De acuerdo con los reportes oficiales emitidos por las dependencias de seguridad norteamericanas, el hallazgo se dividió en dos revisiones vehiculares consecutivas efectuadas el pasado 18 de junio. En la primera intervención, los elementos aduanales localizaron 40 contenedores que ocultaban un aproximado de 15 mil municiones. Horas más tarde, un segundo vehículo fue inspeccionado bajo sospecha, dando como resultado el decomiso de otras 44 cajas con 28 mil proyectiles de calibre 7.62×39, munición comúnmente utilizada en armamento de grueso calibre.
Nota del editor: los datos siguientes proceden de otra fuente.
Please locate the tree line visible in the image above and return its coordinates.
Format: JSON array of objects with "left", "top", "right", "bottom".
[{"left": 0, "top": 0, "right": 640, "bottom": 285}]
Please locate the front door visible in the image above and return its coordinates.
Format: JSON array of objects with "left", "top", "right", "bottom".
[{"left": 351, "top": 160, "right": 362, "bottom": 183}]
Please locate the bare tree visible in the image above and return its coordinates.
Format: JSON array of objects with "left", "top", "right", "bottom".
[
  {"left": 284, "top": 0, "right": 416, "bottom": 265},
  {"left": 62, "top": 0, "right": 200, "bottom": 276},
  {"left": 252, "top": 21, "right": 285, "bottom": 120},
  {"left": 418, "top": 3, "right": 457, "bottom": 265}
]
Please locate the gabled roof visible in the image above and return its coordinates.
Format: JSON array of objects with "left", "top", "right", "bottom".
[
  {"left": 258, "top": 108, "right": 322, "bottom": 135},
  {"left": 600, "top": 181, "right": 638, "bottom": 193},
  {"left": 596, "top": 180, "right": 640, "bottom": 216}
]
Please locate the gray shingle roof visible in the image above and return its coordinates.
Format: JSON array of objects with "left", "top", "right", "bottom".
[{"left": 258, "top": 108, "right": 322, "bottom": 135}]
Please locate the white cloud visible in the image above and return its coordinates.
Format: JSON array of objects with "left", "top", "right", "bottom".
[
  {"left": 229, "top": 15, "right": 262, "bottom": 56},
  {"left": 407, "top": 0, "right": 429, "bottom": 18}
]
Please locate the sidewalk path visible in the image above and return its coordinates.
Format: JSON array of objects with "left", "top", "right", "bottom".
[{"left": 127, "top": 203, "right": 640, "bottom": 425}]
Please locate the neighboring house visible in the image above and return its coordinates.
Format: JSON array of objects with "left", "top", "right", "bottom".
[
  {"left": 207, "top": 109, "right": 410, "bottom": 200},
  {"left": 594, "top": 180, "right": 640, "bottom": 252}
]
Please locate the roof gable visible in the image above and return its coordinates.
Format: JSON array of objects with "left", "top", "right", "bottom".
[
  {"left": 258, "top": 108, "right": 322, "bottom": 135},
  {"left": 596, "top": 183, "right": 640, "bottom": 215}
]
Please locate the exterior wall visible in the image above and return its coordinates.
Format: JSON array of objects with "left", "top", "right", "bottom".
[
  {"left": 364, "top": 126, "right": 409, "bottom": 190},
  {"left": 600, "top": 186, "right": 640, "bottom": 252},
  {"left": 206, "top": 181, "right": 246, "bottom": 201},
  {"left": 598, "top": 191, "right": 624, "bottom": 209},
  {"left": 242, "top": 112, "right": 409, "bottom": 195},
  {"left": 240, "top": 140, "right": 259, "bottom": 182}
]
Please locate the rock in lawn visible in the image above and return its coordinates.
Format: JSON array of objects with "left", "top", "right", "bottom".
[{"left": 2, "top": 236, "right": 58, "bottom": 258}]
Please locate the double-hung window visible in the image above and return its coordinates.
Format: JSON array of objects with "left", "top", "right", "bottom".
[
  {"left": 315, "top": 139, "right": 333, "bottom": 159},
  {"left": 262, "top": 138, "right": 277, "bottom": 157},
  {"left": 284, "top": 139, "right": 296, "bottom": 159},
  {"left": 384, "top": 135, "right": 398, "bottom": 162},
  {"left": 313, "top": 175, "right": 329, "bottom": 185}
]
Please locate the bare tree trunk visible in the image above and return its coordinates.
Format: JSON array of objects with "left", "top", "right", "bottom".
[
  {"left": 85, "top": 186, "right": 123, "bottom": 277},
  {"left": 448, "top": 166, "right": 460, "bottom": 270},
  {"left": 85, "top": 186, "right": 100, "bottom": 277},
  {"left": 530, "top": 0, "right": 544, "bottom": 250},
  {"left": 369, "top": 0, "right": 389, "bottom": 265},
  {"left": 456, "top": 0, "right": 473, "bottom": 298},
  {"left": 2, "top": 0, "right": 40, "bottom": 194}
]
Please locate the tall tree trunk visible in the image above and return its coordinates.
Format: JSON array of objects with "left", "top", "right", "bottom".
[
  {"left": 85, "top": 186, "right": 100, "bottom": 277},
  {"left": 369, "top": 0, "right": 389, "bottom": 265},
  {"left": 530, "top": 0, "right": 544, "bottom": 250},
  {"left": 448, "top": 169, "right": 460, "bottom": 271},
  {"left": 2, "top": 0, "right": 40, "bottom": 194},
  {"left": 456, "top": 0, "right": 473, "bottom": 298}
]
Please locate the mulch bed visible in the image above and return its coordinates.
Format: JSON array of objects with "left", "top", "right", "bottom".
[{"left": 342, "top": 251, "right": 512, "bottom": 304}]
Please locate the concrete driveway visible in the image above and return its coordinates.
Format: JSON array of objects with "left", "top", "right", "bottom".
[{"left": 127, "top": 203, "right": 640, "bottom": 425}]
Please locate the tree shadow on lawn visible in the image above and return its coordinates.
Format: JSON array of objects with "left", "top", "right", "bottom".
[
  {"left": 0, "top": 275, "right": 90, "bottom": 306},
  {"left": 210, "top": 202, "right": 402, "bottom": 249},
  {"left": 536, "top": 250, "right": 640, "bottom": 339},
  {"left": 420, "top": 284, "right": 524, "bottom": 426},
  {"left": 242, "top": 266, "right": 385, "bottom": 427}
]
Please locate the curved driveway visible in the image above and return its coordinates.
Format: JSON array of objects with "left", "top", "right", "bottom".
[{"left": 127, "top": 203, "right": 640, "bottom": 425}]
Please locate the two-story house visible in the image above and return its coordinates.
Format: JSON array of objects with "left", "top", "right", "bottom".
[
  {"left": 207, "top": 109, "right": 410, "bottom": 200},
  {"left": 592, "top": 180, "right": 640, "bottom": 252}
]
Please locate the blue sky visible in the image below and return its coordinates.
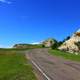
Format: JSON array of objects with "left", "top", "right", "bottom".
[{"left": 0, "top": 0, "right": 80, "bottom": 47}]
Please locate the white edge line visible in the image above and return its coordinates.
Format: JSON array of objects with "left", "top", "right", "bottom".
[{"left": 32, "top": 61, "right": 51, "bottom": 80}]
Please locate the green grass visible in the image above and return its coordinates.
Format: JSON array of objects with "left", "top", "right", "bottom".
[
  {"left": 49, "top": 49, "right": 80, "bottom": 61},
  {"left": 0, "top": 49, "right": 36, "bottom": 80}
]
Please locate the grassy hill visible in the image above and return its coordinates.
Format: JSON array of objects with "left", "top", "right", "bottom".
[{"left": 0, "top": 49, "right": 36, "bottom": 80}]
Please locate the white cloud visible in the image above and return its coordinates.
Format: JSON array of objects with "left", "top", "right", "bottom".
[
  {"left": 0, "top": 45, "right": 12, "bottom": 48},
  {"left": 31, "top": 42, "right": 40, "bottom": 45},
  {"left": 0, "top": 0, "right": 11, "bottom": 4}
]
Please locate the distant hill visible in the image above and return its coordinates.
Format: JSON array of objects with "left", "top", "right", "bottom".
[
  {"left": 42, "top": 38, "right": 57, "bottom": 47},
  {"left": 58, "top": 29, "right": 80, "bottom": 54}
]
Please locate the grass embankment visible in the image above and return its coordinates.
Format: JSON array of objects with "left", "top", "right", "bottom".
[
  {"left": 0, "top": 49, "right": 36, "bottom": 80},
  {"left": 49, "top": 49, "right": 80, "bottom": 61}
]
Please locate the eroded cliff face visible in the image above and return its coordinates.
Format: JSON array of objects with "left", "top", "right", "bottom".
[
  {"left": 58, "top": 29, "right": 80, "bottom": 54},
  {"left": 42, "top": 38, "right": 57, "bottom": 47}
]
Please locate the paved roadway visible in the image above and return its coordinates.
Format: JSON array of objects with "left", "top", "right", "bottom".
[{"left": 26, "top": 49, "right": 80, "bottom": 80}]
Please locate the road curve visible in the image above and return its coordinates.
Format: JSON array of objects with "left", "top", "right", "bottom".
[{"left": 26, "top": 49, "right": 80, "bottom": 80}]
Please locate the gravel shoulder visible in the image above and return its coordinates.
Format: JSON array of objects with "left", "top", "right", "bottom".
[{"left": 26, "top": 49, "right": 80, "bottom": 80}]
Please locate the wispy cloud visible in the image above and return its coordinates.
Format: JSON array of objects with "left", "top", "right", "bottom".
[
  {"left": 0, "top": 45, "right": 12, "bottom": 48},
  {"left": 0, "top": 0, "right": 11, "bottom": 4},
  {"left": 31, "top": 42, "right": 40, "bottom": 45}
]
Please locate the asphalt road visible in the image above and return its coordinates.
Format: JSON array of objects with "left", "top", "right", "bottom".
[{"left": 26, "top": 49, "right": 80, "bottom": 80}]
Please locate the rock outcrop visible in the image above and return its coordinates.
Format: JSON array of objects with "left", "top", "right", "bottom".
[
  {"left": 58, "top": 29, "right": 80, "bottom": 54},
  {"left": 42, "top": 38, "right": 57, "bottom": 47}
]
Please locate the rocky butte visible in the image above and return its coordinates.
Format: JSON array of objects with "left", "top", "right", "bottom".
[{"left": 58, "top": 29, "right": 80, "bottom": 54}]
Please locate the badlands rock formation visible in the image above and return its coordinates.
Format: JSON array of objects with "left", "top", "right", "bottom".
[
  {"left": 42, "top": 38, "right": 57, "bottom": 47},
  {"left": 58, "top": 29, "right": 80, "bottom": 54}
]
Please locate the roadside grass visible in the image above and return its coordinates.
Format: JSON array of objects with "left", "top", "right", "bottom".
[
  {"left": 0, "top": 49, "right": 37, "bottom": 80},
  {"left": 49, "top": 49, "right": 80, "bottom": 61}
]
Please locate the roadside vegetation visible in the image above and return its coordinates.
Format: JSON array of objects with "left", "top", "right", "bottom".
[
  {"left": 0, "top": 49, "right": 37, "bottom": 80},
  {"left": 49, "top": 49, "right": 80, "bottom": 61}
]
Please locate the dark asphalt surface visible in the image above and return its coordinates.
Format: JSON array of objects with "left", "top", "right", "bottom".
[{"left": 26, "top": 49, "right": 80, "bottom": 80}]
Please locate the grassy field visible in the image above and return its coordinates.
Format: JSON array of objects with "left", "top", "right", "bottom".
[
  {"left": 0, "top": 49, "right": 36, "bottom": 80},
  {"left": 49, "top": 49, "right": 80, "bottom": 61}
]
Impacto bilateral y tecnología aduanera
El embajador estadounidense en México, Ronald Johnson, destacó a través de su cuenta de X, que este decomiso masivo representa un reflejo de las directrices de la administración del presidente Donald Trump para neutralizar el poder de fuego de las organizaciones criminales transnacionales. El diplomático enfatizó que la detección de estas cargas ilícitas fue posible gracias a la implementación de sistemas de inspección no intrusiva con tecnología de última generación, herramientas clave para vigilar los flujos comerciales y vehiculares sin entorpecer el tránsito legal.
El funcionario puntualizó que la cooperación y los esfuerzos conjuntos entre ambas naciones son indispensables para debilitar la estructura operativa de los cárteles de la droga y garantizar comunidades más seguras en ambos lados de la frontera común.
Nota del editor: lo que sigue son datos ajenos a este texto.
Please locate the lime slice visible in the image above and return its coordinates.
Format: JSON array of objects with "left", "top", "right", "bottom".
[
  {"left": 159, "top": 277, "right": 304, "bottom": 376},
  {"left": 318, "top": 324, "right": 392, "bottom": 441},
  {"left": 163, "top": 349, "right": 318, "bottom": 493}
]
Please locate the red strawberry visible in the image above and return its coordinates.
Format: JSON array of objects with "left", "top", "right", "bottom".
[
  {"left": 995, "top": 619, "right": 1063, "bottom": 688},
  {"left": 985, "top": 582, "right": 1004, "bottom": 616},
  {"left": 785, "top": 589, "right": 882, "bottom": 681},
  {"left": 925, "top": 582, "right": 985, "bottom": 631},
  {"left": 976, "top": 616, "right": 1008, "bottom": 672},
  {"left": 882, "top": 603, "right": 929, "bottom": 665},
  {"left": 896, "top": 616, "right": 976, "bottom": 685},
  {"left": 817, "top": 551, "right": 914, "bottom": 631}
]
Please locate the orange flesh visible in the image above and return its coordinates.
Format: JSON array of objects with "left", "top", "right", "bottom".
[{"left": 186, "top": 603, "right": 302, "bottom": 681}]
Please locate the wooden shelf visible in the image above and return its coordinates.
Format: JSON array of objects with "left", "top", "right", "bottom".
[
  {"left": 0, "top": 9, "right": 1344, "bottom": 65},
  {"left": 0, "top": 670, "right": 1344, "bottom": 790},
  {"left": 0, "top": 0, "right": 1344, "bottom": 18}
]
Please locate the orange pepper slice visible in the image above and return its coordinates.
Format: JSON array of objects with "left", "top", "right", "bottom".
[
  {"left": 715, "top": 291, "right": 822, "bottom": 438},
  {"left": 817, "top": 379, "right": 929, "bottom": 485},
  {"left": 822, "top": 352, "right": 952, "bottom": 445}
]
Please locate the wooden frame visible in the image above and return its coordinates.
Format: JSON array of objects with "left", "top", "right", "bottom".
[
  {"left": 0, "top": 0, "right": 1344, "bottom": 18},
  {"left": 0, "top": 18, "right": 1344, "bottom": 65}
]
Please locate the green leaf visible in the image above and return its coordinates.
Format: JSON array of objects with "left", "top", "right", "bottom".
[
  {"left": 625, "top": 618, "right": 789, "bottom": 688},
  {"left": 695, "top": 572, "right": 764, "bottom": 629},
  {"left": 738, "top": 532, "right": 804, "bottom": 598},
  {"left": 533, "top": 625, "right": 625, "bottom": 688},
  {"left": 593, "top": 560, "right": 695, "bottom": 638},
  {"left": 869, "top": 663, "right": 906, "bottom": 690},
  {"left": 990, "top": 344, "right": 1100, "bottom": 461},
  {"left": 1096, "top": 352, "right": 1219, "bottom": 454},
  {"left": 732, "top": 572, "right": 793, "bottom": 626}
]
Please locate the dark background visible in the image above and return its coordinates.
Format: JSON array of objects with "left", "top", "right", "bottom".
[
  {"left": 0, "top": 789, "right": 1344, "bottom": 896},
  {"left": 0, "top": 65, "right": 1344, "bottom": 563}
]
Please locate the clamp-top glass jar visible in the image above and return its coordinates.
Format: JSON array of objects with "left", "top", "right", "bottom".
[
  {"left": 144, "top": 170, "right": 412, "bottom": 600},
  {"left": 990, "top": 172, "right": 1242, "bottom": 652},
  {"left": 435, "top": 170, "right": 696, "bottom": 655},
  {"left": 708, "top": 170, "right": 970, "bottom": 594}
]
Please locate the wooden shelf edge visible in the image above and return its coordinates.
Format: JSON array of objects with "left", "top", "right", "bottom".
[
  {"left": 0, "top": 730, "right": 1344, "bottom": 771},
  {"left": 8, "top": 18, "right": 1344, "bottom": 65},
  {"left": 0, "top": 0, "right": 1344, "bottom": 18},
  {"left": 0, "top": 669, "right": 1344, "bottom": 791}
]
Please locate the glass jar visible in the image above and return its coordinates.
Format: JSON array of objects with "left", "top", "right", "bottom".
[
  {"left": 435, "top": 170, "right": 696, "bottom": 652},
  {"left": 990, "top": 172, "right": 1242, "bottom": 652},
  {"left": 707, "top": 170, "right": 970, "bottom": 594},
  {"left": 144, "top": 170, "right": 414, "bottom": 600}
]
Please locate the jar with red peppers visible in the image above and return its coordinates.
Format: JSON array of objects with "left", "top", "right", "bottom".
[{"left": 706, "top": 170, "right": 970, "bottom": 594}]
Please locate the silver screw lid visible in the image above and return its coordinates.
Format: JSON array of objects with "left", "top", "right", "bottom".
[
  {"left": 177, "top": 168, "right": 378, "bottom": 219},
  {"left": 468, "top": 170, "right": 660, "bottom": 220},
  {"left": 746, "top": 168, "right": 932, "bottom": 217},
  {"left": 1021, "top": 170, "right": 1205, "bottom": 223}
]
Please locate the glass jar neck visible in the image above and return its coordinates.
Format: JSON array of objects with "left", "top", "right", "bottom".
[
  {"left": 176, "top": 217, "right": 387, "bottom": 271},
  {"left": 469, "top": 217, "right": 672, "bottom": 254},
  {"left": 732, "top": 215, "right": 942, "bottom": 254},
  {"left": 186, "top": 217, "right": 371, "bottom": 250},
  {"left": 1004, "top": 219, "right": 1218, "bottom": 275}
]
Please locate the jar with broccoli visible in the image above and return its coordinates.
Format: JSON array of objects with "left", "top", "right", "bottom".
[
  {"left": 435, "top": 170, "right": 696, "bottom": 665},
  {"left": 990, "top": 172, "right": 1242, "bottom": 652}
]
“No importa el método, los criminales deben saber que los encontraremos”, señaló.

Tensiones políticas por el control del narcotráfico
Este aseguramiento ocurre en un escenario de constantes fricciones políticas entre los mandatarios de los dos países debido a la seguridad fronteriza. Mientras la Casa Blanca ha redoblado las presiones sobre el gobierno mexicano para contener la crisis del tráfico de fentanilo hacia el norte, la administración de la presidenta Claudia Sheinbaum Pardo, ha mantenido una postura firme de reciprocidad.
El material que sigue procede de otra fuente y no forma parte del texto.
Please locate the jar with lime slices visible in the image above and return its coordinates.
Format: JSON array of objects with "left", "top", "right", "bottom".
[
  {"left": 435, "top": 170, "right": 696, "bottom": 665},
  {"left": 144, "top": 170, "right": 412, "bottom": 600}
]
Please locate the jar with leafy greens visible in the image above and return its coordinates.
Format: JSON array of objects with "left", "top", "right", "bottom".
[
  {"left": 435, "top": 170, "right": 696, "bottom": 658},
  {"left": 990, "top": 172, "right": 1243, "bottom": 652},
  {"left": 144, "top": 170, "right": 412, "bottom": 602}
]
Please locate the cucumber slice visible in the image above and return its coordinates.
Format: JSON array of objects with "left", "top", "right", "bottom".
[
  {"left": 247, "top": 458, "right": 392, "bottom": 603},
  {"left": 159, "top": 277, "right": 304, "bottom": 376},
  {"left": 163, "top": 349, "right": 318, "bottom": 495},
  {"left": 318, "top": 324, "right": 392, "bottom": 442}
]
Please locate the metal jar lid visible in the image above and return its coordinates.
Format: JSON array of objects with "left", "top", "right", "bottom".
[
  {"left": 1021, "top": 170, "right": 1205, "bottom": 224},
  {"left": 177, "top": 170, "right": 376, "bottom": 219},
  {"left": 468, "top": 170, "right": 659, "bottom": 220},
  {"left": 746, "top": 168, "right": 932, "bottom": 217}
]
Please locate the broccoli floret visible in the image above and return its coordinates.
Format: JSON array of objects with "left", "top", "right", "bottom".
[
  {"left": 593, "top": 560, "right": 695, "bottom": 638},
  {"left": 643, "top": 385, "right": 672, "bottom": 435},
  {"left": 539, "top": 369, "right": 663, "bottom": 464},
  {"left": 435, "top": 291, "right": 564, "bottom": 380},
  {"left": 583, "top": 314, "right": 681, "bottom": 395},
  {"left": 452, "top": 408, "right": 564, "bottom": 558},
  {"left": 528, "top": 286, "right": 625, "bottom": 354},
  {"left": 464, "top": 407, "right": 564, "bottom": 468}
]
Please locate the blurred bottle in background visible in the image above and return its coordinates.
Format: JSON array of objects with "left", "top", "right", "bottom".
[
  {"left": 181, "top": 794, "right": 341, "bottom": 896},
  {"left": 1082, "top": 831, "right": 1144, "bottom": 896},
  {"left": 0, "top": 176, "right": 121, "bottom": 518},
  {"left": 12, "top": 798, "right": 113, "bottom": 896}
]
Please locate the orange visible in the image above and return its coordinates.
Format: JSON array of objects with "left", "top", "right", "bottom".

La mandataria mexicana insistió recientemente en que las autoridades norteamericanas deben priorizar la contención del flujo ilegal de armas de fuego que ingresa desde su territorio, un factor que alimenta de forma directa la violencia en México. Con estas acciones, la frontera de Arizona se mantiene bajo una estricta vigilancia en un esfuerzo por frenar el abastecimiento material de los grupos delictivos.